But once you've made a function that "cannot be used to produce the material described by the hash", you've also made a very good pseudo-randomizer. In fact, if a cryptographic hash function cannot be trusted for its ability to produce apparent randomness, then it cannot be trusted for its "intended purposes". You get both properties or neither.

This is broken logic.

There is an untested assumption that hashes achieve randomness because they appear to be a random collection of characters. Hash sequences are completely reproducible given a set of input, and that is by definition not random.

I think you are confusing loss of prediction as randomness. Never in mathematics or logic is that line of thinking correct. This can be described by equivocation, fallacy of composition, inductive fallacy, and more.

  • I think you are mixing the function itself and it's output, if for a given input to the function the output is uniformly random, then this is a way to derive randomness. The fact that the function itself is deterministic tells you nothing about the distribution of it's output.

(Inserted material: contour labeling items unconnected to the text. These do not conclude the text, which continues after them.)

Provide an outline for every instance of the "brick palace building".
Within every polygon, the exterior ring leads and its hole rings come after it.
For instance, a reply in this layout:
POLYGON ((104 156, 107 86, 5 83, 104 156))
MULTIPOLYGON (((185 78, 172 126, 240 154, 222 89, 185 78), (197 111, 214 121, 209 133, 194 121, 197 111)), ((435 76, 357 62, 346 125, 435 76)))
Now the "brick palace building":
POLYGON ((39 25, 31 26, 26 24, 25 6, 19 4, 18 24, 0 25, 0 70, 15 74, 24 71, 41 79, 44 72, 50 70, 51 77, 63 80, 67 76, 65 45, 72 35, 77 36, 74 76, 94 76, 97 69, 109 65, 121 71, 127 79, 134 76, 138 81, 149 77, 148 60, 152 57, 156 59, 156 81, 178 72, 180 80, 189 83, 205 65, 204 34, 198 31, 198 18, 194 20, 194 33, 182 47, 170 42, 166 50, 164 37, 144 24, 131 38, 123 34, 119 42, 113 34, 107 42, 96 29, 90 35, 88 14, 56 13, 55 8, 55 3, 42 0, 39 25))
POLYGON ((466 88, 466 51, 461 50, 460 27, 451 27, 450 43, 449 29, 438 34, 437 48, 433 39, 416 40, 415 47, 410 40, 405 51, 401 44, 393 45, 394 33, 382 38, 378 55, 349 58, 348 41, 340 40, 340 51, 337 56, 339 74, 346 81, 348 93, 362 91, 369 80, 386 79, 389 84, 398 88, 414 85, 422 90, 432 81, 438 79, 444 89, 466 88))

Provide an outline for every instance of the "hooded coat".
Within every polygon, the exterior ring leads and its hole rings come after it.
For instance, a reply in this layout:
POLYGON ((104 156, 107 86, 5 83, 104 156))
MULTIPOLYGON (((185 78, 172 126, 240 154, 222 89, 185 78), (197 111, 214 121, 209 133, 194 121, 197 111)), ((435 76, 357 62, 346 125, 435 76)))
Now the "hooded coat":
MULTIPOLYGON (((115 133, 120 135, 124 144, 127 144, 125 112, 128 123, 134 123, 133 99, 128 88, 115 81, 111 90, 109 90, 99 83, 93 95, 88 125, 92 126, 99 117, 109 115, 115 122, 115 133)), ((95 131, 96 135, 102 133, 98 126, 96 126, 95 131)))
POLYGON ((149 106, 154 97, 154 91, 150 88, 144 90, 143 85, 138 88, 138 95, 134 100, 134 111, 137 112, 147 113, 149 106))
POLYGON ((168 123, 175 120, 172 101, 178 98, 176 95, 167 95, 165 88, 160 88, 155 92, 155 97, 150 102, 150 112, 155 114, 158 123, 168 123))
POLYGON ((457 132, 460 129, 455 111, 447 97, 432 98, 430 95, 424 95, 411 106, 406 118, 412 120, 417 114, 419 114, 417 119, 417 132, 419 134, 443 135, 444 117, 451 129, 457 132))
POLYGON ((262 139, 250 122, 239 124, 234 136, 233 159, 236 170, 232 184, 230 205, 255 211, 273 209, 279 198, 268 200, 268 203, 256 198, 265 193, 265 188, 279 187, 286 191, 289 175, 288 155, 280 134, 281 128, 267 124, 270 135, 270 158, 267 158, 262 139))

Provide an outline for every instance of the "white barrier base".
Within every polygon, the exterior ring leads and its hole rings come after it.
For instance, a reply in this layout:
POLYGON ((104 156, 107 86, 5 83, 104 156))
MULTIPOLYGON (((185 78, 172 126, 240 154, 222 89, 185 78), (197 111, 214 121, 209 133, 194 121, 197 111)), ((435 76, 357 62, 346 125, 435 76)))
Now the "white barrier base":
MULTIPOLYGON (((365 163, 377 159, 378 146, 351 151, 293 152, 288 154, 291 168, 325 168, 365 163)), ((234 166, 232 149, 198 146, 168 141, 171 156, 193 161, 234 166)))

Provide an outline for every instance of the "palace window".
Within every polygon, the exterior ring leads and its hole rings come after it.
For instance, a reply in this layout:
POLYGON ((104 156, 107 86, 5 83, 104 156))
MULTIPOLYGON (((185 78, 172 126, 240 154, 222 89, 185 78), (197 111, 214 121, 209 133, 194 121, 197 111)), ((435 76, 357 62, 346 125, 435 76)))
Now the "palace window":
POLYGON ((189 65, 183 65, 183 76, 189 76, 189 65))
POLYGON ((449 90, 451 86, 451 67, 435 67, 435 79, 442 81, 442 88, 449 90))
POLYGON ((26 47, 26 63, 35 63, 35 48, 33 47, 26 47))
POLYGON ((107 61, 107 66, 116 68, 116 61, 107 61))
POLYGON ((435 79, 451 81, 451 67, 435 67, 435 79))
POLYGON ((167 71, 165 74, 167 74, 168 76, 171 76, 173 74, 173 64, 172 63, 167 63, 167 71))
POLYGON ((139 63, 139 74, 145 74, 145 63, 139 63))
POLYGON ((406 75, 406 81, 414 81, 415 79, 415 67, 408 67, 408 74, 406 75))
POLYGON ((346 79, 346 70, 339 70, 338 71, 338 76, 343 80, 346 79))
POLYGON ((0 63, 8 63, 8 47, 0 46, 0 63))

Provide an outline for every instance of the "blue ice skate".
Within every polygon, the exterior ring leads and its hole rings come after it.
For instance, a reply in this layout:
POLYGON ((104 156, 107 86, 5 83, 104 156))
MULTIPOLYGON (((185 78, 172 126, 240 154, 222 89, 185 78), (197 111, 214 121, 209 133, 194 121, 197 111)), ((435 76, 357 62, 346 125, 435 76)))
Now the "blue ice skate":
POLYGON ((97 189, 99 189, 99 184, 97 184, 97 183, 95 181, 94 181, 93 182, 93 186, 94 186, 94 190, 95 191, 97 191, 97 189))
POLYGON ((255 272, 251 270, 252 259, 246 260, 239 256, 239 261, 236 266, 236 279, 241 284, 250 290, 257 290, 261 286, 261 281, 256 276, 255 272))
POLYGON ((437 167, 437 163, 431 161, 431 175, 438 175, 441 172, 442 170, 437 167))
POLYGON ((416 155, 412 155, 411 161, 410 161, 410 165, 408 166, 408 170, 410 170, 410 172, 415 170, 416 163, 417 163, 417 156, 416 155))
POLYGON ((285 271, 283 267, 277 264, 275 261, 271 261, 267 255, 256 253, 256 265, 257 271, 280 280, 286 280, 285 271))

    • You started your comment with a correct distinction, but got the wrong conclusion. Asking if somthing is random is actually a question about the process used to obtain some value and not the value itself. If I ask you if 42 is a random number, can you actually answer? I can get that number with an intrinsically random process based on some quantum effect, or I can say it from the top of my head because I just read a very famous book. You can indeed use an hash function to extract randomness, but, to be precise, we are talking about pseudo-randomness. The crucial difference here is that, if I'm measuring photons' polarization to get a random number, then an attacker repeating the same process will (very likely) obtain a different number. If I'm instead hashing some data, an attacker passing the same data through the same hash function will get the same result. Another example: if I hash the digits of pi, I will get a sequence that will pass statistical tests for randomness. But an attacker that knows how I am generating such sequence can easily reproduce it.

  • > There is an untested assumption that hashes achieve randomness because they appear to be a random collection of characters.

    lol, no. Cryptographic hash functions are specifically designed to achieve this property.

    > Never in mathematics or logic

    Let's not get ahead of ourselves. Start with English - what does "pseudo" mean?

    > This can be described by equivocation, fallacy of composition, inductive fallacy, and more.

    For example, what is a pseudo-intellectual?

    • > lol, no. Cryptographic hash functions are specifically designed to achieve this property.

      That completely ignores the definition of the word random.

      What I find most interesting about this thread of comments is that the article explains the failure of using hashes as a means of randomness and despite that failure people are eager to ignore what hashes are otherwise used for to invent oppositional arguments. it's weird.